Nas memórias de infância de Marcos Rocha de Pina sobrepõem-se as horas passadas no pequeno estúdio fotográfico do pai. Este era fotógrafo em Nova Sintra e uma espécie de “herói” para o filho, que o seguia fascinado no trabalho com as lentes, as películas e tudo o mais que caracterizava o ofício de um fotógrafo antes da actual era digital.

“Foi daí que veio o meu interesse pela fotografia. Eu seguia o meu pai e sempre queria mexer nas suas câmaras. Até que ele me ofereceu uma, da marca Fuji”, relembra o jovem de 28 anos que começou então a explorar o seu próprio olhar fotográfico ao que o rodeava.

A paixão pela imagem acompanhou-o da infância à adolescência. Terminado o liceu, foi a captar imagens que encontrou trabalho e abriu caminho para a escolha da sua actual profissão. Marcos é repórter de imagem na televisão pública, TCV, e pelo empenho que coloca no seu trabalho esteve nomeado, em 2015, na categoria Comunicação Social / Televisão dos prémios “Somos Cabo Verde – Os Melhores do Ano” e, no ano passado, ajudou a colega Anabela Varela a receber uma Menção Honrosa do Prémio Nacional de Jornalismo pela reportagem sobre a errupção vulcânica na ilha do Fogo.

Com esta mesma colega realizou a reportagem que idealizou sobre a imigração de bravenses para os Estados Unidos da América.
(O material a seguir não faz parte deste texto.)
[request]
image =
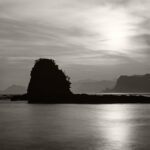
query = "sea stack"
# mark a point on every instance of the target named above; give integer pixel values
(48, 83)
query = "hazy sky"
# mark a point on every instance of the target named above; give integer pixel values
(89, 39)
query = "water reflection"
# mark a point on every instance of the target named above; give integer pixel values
(115, 128)
(74, 127)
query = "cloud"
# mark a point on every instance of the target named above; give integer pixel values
(88, 34)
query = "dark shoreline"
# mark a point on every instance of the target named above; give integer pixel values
(85, 99)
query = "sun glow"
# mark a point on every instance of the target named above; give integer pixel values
(116, 32)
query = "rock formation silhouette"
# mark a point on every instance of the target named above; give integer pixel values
(47, 82)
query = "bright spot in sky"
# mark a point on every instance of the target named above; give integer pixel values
(116, 31)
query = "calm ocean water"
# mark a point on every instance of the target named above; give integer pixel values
(74, 127)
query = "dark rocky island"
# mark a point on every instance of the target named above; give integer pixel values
(49, 84)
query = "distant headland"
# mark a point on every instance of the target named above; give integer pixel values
(49, 84)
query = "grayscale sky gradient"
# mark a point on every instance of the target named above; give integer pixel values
(89, 39)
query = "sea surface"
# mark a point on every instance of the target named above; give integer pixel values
(74, 127)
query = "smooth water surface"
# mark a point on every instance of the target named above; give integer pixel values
(74, 127)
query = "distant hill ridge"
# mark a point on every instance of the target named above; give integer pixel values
(135, 84)
(91, 86)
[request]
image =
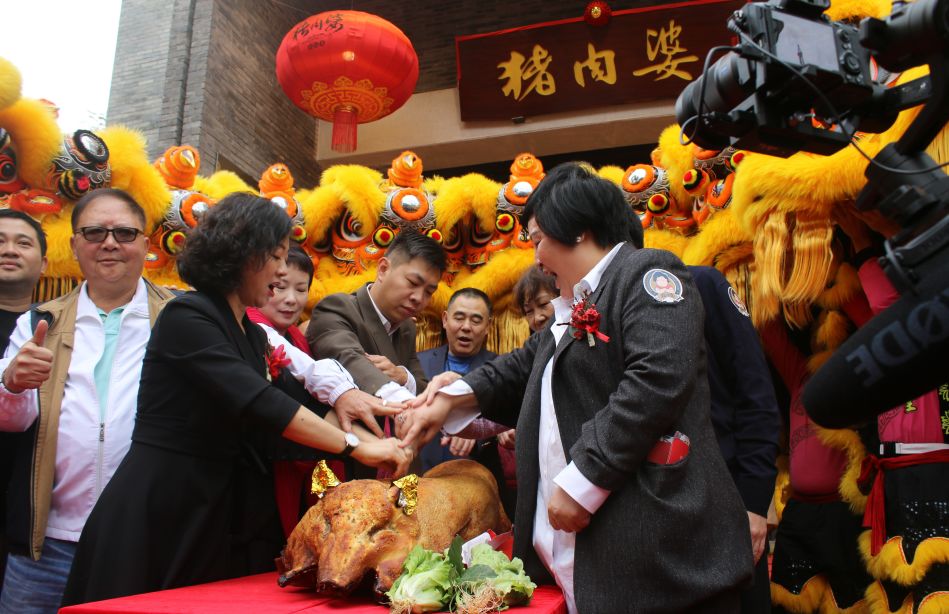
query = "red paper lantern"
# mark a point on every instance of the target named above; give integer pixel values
(347, 67)
(597, 13)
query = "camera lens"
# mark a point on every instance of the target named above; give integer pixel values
(726, 85)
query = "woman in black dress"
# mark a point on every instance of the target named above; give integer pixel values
(175, 512)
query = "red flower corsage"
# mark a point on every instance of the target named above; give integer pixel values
(276, 359)
(585, 322)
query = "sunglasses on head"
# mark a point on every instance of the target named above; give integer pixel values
(98, 234)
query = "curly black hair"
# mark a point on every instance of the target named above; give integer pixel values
(241, 230)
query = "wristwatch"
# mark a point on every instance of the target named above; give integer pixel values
(352, 442)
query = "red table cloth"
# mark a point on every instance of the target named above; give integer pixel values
(260, 595)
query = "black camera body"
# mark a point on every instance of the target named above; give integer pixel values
(796, 82)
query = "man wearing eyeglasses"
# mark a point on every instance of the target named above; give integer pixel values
(69, 387)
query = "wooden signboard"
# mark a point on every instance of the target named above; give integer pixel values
(642, 54)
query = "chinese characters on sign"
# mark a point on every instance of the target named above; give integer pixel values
(643, 54)
(333, 23)
(665, 42)
(532, 72)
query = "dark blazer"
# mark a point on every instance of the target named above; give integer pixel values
(669, 536)
(186, 506)
(433, 362)
(347, 326)
(744, 409)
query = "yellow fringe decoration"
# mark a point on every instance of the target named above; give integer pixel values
(833, 328)
(49, 288)
(848, 442)
(933, 603)
(877, 601)
(816, 596)
(891, 563)
(782, 485)
(811, 259)
(132, 172)
(59, 255)
(770, 247)
(668, 240)
(220, 184)
(842, 288)
(36, 138)
(10, 83)
(676, 159)
(798, 315)
(508, 331)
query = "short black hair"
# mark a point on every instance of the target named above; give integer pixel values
(36, 226)
(572, 199)
(530, 284)
(409, 245)
(90, 197)
(241, 230)
(297, 258)
(472, 293)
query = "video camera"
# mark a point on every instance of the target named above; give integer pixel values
(798, 82)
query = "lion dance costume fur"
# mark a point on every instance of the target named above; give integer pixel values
(783, 232)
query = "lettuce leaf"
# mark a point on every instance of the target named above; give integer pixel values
(509, 580)
(426, 582)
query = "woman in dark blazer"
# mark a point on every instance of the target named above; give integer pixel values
(627, 522)
(177, 511)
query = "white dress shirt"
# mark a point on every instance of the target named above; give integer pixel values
(392, 391)
(325, 379)
(555, 548)
(89, 445)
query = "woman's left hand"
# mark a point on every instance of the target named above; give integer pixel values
(356, 405)
(385, 453)
(565, 514)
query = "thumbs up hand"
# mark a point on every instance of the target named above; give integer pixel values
(32, 364)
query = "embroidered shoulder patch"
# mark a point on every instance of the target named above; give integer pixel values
(662, 286)
(737, 302)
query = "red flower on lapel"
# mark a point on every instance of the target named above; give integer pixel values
(276, 359)
(585, 322)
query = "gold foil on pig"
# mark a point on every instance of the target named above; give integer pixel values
(408, 493)
(323, 479)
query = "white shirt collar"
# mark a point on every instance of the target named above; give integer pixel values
(137, 306)
(586, 286)
(385, 321)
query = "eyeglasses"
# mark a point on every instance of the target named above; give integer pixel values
(98, 234)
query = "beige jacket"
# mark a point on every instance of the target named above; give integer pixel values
(60, 340)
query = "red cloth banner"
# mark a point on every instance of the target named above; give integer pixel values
(260, 595)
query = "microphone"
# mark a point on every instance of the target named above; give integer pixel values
(897, 356)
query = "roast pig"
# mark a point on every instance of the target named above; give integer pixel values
(357, 529)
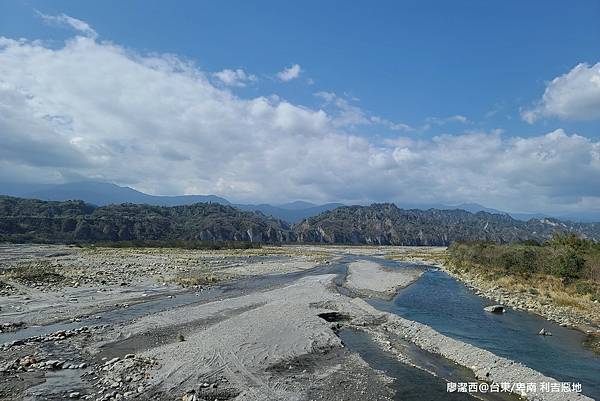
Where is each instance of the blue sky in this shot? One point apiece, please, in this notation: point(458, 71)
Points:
point(398, 75)
point(405, 61)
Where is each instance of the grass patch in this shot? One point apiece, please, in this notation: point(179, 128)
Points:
point(36, 273)
point(195, 278)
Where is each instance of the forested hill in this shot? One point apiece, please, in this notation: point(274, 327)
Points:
point(28, 220)
point(387, 224)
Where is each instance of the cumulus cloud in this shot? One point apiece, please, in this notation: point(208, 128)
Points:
point(157, 123)
point(574, 95)
point(345, 114)
point(65, 20)
point(289, 73)
point(236, 77)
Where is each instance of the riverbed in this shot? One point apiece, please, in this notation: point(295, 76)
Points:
point(281, 323)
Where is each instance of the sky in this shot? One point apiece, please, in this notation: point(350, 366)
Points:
point(428, 102)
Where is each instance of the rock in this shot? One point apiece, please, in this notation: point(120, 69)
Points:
point(495, 309)
point(27, 361)
point(116, 359)
point(189, 396)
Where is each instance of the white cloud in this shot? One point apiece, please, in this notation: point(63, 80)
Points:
point(74, 23)
point(236, 77)
point(574, 95)
point(96, 110)
point(290, 73)
point(440, 121)
point(344, 114)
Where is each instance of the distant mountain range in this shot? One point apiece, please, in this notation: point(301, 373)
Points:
point(32, 220)
point(102, 194)
point(386, 224)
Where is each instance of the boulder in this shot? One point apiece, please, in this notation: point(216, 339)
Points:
point(495, 309)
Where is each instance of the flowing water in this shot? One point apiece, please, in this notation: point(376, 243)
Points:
point(437, 300)
point(443, 303)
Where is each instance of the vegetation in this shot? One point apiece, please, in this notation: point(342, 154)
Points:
point(216, 226)
point(566, 264)
point(35, 273)
point(28, 220)
point(386, 224)
point(181, 244)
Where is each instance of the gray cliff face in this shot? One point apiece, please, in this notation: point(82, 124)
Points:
point(28, 220)
point(386, 224)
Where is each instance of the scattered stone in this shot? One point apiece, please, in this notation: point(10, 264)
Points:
point(495, 309)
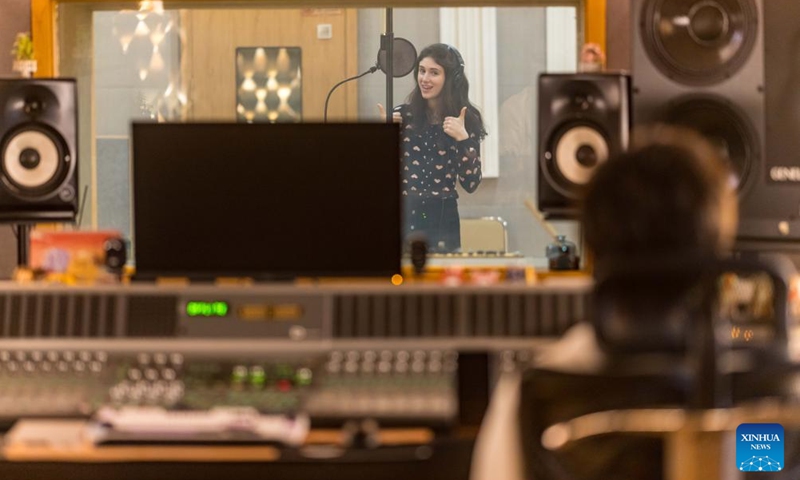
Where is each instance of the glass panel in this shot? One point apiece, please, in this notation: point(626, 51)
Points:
point(180, 64)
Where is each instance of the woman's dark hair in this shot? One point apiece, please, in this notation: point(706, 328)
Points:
point(455, 92)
A captura de imagens, montagem e edição de “Do Sonho à saudade” aguçou-lhe o interesse pelo documentário.

Foto vencedora do TourCV Photo Awards

Aliás, a imagem como ferramenta de documentação é algo muito presente no seu trabalho na fotografia. Algo que Diogo Bento, fotógrafo português que coordena o projecto fotográfico Cachupa Factory (da Associação Olho de Gente - AOJE) reconhece.

Generosidade

“O Marcos é um fotógrafo muito interessado, preocupado e atento e isso reflecte-se no seu trabalho. Acho que é a única pessoa em Cabo Verde que faz um trabalho marcadamente fotojornalístico”, diz o co-fundador da Festival Internacional de Fotografia de Cabo Verde e professor de fotografia, que chega a comparar o jovem bravense a Sebastião Salgado pelo interesse que o mesmo demonstra pelo lado humano daquilo que reporta nas suas imagens, nomeadamente as que tem registado sobre a mais recente errupção vulcânica no Fogo.

“Ele demonstra uma preocupação que vai além de captar a notícia. Foca nas pessoas e isso vê-se na forma como continuou a acompanhar as pessoas de Chã mesmo depois, até agora. Isso demonstra generosidade, já que o trabalho profissional dele é como operador de imagem para TV”, ressalta ainda Diogo Bento que conheceu a fundo o trabalho de Marcos Rocha de Pina quando este participou em Maio do ano passado na formação para novos fotógrafos no âmbito do Chachupa Factory. O mesmo projecto que agora resulta numa residência artística online (n.r: ver artigo no http://www.expressodasilhas.sapo.cv/cultura/item/51702-catchupa-factory-apresenta-fotografias-em-exposicao-virtual) onde o fotógrafo cabo-verdiano, juntamente com outros 11 colegas, mostra os seus olhares sobre um certo lado do Mindelo.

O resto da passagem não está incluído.